In a recent interview with China Business News, Keith Nosbusch, Chairman and CEO, Rockwell Automation, commented that businesses will not pull back manufacturing facilities to the United States for political reasons. If they do move them back, they do it because of economic reasons. He added that though American politicians can do some lobbying, it only works when they can create an environment for business success. Decision-makers of large enterprises are pursuing bigger economic benefits and higher competitiveness, especially in the long term.

Last year end, Tim Cook, Apple CEO expressed that they will make big investments to rebuild their iMac production line in the U.S., which generated big concern in the industry. As a member of the Council on Competitiveness, Keith D. Nosbusch commented that “It is key for businesses to be close to their customers. For Apple, it has a big customer base in the United States, but most of its current manufacturing is done outside of the United States, so it’s natural for Apple to pull some of its manufacturing back to the U.S.”

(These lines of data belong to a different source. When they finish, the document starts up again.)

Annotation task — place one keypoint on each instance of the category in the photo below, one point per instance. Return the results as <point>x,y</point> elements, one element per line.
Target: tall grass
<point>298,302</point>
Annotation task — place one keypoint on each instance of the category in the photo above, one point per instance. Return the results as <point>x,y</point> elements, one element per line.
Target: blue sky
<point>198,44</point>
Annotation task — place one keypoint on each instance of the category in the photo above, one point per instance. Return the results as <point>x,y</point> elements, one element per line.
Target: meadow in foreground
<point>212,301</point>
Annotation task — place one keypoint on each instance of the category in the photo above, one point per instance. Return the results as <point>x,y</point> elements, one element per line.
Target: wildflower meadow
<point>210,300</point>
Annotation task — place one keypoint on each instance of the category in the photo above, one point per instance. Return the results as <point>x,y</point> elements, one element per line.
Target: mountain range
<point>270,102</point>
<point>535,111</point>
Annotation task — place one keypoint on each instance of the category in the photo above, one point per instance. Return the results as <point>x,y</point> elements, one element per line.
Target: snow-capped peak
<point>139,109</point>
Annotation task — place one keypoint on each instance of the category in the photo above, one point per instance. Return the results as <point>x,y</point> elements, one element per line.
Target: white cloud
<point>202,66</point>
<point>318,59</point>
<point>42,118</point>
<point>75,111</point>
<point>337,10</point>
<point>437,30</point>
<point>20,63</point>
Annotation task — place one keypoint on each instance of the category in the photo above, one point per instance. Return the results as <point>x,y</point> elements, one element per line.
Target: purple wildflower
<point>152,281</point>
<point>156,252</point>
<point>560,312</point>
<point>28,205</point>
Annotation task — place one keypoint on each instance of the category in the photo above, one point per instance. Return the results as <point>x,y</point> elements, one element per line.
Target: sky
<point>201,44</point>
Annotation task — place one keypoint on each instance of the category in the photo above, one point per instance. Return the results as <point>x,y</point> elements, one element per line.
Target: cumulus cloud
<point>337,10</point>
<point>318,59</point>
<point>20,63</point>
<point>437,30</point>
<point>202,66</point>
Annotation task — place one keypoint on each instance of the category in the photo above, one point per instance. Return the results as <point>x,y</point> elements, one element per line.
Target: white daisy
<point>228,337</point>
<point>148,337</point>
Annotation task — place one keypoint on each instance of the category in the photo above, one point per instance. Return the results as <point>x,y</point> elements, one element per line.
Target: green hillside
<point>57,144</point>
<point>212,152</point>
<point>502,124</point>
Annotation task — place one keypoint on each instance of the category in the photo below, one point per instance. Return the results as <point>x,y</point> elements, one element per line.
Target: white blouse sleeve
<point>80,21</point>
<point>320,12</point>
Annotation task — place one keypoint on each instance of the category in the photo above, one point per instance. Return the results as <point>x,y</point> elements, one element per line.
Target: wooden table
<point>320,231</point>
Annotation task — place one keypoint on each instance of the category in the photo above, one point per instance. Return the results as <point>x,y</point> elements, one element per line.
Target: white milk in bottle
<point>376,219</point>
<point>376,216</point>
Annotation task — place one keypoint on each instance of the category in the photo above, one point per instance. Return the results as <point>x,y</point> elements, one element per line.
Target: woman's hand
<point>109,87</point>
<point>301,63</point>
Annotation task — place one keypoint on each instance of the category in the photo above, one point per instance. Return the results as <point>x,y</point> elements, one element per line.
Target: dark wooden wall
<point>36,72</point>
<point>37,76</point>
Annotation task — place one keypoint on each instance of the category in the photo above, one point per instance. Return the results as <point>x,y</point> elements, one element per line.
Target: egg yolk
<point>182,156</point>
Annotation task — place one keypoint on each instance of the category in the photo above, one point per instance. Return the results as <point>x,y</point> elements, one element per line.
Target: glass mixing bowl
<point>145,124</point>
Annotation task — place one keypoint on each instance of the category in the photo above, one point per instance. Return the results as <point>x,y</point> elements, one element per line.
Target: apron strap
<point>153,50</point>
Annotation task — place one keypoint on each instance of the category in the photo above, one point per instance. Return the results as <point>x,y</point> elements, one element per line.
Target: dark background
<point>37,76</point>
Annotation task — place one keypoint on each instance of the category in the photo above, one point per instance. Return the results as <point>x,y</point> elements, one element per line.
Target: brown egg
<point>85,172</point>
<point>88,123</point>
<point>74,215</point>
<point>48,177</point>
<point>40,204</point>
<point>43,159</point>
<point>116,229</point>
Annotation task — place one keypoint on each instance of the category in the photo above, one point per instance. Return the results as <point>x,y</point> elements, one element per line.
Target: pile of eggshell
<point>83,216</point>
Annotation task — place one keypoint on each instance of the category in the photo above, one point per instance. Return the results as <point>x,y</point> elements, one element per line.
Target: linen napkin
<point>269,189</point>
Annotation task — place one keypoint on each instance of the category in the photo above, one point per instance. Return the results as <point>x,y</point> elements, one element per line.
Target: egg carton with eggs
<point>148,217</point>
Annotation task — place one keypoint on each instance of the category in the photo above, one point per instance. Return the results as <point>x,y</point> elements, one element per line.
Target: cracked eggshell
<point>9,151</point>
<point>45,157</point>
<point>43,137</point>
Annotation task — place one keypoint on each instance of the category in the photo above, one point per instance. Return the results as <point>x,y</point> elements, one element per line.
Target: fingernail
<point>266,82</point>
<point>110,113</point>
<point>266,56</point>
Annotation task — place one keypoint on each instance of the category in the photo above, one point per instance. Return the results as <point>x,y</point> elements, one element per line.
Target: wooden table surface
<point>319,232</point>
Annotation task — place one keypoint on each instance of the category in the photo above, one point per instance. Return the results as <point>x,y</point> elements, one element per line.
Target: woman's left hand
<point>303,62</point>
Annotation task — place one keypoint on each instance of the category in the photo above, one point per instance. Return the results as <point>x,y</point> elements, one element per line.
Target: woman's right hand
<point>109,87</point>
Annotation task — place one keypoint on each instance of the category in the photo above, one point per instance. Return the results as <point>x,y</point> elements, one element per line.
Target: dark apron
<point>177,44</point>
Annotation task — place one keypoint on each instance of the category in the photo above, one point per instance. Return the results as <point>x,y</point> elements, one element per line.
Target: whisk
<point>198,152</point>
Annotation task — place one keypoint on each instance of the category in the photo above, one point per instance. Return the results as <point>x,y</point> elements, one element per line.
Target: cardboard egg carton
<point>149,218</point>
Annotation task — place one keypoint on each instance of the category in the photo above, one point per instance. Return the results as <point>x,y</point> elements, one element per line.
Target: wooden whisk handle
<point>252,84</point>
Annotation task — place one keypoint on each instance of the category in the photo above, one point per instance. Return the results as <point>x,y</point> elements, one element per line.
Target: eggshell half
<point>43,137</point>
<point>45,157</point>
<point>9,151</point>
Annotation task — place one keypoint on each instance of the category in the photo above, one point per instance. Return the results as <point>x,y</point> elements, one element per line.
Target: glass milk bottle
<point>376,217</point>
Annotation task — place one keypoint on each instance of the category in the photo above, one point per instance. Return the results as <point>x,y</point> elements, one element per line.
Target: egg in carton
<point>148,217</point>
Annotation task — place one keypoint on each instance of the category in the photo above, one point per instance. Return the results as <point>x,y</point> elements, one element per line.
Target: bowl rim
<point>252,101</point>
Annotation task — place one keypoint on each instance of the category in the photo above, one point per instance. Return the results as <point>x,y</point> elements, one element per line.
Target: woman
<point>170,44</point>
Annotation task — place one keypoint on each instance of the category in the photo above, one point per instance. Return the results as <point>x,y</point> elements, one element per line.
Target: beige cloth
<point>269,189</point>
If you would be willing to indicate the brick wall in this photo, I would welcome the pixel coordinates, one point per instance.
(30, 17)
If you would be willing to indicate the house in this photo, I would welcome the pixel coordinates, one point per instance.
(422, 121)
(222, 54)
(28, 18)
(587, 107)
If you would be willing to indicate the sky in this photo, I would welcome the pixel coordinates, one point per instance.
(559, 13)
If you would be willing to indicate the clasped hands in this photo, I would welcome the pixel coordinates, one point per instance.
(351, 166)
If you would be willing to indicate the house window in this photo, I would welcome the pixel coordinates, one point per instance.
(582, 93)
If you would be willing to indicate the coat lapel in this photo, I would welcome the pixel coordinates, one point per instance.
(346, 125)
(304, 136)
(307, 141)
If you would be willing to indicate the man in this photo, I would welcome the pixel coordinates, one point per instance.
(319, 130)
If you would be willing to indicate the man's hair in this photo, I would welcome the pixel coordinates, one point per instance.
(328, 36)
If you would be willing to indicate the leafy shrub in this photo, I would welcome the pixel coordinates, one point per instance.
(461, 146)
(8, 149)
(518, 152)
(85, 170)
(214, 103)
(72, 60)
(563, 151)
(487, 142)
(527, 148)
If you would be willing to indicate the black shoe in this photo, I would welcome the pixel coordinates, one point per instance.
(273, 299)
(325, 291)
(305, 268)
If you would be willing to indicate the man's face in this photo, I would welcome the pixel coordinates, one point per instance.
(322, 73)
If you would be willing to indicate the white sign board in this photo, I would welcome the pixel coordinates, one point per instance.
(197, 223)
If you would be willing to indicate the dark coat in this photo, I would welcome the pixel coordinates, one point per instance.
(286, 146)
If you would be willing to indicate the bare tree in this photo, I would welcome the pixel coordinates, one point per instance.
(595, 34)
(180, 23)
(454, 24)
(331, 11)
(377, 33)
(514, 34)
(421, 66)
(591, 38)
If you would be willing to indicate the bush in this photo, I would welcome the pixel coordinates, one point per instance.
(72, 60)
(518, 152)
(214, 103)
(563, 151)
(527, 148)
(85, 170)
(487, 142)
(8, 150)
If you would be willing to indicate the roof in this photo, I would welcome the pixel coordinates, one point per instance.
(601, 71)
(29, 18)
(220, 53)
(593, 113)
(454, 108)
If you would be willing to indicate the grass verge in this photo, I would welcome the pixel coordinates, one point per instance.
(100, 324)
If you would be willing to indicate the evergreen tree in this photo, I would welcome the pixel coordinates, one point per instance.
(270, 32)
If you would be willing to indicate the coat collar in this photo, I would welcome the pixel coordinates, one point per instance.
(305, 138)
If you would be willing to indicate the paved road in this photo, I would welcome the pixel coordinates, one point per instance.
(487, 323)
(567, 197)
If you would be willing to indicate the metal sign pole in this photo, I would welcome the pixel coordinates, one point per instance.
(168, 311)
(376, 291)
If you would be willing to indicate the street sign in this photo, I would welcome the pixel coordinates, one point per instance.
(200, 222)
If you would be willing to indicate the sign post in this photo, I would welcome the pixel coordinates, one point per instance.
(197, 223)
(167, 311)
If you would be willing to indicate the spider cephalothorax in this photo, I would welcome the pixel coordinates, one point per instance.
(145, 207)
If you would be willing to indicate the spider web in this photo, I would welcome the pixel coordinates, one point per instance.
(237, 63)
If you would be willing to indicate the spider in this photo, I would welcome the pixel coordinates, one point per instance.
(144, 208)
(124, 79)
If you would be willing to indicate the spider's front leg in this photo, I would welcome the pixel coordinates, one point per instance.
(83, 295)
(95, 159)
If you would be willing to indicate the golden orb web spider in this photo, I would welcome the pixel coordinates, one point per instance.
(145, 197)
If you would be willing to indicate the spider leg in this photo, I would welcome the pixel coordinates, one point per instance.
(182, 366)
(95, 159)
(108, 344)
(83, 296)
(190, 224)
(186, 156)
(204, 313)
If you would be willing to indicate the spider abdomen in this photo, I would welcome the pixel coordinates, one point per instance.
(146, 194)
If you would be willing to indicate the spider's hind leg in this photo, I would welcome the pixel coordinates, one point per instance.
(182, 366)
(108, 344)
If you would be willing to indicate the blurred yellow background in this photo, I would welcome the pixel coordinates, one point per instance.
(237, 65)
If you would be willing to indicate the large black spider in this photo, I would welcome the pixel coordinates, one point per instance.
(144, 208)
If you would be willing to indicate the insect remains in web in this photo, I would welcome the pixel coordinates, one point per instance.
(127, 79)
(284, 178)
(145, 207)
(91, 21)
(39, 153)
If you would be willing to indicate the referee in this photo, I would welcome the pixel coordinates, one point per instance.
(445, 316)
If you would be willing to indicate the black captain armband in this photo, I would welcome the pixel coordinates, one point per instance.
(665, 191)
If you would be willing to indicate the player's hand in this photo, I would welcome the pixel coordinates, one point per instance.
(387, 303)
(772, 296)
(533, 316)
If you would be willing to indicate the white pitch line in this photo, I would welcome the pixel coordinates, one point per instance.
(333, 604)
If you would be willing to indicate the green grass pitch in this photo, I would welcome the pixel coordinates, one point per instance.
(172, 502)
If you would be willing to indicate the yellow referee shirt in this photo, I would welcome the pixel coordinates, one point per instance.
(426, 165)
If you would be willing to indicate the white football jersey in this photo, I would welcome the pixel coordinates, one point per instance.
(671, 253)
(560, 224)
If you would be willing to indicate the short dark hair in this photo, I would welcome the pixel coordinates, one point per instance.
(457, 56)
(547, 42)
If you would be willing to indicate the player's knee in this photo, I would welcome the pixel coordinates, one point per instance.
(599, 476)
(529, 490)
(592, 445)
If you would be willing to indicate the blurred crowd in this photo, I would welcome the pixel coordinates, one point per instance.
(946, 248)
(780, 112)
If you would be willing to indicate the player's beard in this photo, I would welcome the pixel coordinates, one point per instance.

“Many American businesses set up their manufacturing facilities in China not purely because China has cheap labor, but also because they believe China will be a huge consumption market,” he added.

Rockwell Automation has been promoting Smart Manufacturing over the past two years. It defines Smart Manufacturing as a highly connected and knowledge-enabled industrial enterprise, where all business and operating actions are optimized to achieve substantially enhanced productivity, sustainability and economic performance.

With regard to whether Smart Manufacturing will be adopted at the same pace in the world’s three biggest economies (the U.S., Europe and China), Keith said, “No matter in what regions of the world, we are still in the early phases of smart manufacturing. I believe that smart manufacturing will progress at different rates in different industries, not in different regions. Countries that face global competition or want to supply their products globally will move faster to adopt and develop Smart Manufacturing.”

“China is now undergoing an economic transformation and evolving from the ‘made-in-China’ period. If China can be one of the first to achieve “manufacturing knowledge”, it will earn a long-term competitive advantage well into the coming decades,” said Tom O’Reilly, Managing Director of Rockwell Automation Greater China.